Valentine imitated her and learned to his chagrin that if he failed to grip the trunk with his legs, a single set of the claws weren't enough to hold him up. He arrested the slide before falling off, then managed to hump his way up the trunk neither as quickly nor as gracefully as Duvalier. But he succeeded.

He also learned about putting a new hilt on his sword. A craftsman named Eggert showed him how to encase the naked tang in a wooden handle shaped more or less to fit Valentine's hands. Then he wrapped it in wet pigskin, applying a series of small bumps to the blade side in fastening the leather. "They used to use skin from stingrays and sharks, but those aren't too common hereabouts," Eggert explained. Finally a fine cording was wound round and round the hilt. Duvalier insisted on tying the last knot herself.

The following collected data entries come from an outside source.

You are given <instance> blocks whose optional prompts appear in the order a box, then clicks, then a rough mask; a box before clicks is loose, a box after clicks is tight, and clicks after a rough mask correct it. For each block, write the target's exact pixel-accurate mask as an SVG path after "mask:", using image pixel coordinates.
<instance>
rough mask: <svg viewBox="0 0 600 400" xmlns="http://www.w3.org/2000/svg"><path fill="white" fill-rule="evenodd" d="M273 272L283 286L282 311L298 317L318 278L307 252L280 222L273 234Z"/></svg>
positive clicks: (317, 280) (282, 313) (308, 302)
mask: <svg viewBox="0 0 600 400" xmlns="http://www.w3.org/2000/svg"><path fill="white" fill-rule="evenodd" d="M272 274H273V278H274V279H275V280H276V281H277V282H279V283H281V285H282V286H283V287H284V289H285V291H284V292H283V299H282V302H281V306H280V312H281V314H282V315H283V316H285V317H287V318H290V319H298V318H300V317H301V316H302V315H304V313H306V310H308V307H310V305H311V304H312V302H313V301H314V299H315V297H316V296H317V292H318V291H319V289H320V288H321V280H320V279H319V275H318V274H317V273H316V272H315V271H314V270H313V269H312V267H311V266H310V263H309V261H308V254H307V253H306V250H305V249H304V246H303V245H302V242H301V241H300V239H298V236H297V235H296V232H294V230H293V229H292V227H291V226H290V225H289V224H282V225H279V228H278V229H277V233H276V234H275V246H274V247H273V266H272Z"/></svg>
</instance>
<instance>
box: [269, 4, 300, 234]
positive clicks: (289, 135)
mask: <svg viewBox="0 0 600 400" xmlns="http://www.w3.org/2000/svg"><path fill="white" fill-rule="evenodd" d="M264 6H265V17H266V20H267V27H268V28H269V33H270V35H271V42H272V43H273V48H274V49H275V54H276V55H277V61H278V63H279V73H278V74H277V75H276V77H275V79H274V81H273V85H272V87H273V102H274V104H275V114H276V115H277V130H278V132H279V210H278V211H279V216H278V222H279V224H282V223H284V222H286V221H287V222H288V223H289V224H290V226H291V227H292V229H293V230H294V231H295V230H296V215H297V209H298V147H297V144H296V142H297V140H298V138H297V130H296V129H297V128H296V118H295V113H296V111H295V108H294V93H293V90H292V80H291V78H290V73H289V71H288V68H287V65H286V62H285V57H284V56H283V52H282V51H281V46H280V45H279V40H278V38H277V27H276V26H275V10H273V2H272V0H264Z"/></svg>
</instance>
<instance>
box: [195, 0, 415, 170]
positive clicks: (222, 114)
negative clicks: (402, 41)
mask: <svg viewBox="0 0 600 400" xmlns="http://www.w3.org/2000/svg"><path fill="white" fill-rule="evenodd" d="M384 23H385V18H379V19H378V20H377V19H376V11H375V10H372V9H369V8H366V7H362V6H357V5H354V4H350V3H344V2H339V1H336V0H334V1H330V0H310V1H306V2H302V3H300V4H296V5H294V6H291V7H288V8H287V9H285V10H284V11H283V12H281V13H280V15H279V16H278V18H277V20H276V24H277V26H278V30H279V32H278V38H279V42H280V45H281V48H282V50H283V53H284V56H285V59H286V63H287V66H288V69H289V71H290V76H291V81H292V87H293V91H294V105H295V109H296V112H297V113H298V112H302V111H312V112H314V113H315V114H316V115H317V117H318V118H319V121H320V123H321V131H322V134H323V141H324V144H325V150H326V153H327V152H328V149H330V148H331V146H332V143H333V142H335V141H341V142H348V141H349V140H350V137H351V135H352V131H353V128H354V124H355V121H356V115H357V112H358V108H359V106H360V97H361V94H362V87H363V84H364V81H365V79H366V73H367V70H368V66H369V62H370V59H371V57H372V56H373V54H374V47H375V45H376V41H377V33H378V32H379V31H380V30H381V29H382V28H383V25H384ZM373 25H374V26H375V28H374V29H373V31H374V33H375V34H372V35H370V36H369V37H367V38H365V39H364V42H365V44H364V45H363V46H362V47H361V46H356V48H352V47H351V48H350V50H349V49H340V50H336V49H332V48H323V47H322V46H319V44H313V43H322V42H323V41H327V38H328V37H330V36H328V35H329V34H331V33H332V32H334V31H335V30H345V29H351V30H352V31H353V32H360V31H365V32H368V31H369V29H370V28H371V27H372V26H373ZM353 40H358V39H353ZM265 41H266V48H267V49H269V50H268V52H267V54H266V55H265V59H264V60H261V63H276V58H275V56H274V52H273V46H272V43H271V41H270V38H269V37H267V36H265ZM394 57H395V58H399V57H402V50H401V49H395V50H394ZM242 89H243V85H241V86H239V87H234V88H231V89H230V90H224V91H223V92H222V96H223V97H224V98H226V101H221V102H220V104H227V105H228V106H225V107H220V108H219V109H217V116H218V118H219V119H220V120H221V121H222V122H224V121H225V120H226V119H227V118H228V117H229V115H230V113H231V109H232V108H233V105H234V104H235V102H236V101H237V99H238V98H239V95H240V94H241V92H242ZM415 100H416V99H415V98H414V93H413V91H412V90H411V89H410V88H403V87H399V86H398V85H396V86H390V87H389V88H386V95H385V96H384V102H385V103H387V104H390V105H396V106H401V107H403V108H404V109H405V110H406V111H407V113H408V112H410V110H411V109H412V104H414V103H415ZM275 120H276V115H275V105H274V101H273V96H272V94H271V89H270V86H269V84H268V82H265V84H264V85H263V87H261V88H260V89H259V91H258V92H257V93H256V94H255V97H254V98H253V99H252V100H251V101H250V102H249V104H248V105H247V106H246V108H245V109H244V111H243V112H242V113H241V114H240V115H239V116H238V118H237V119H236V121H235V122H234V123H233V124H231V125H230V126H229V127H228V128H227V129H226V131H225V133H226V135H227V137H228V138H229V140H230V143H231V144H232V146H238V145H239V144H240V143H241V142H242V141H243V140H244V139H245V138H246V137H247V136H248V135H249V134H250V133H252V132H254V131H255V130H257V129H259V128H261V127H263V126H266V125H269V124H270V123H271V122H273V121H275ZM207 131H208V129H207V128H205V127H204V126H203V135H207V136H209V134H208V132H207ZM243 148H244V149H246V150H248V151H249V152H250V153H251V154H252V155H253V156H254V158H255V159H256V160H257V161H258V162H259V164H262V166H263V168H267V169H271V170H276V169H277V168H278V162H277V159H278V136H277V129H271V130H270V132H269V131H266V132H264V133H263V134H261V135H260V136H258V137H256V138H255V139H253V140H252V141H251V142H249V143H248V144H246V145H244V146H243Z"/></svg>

"For luck," she said, planting a tiny kiss on the newly reconstructed hilt. They worked on the scabbard together, fitting an old rifle sling to the mahogany wooden tube. Valentine decided he felt most comfortable carrying it over his shoulder.

"We can add a spring to the bottom-it'll help you draw faster," she observed, after watching him pull the sword a few times.

They moved on as soon as Valentine's sword was finished. They shouldered their packs one more time, newly laden with food supplied by the generous and Southern Command-compensated Cobbs.

"Now for home," Duvalier said, turning on the road east once more.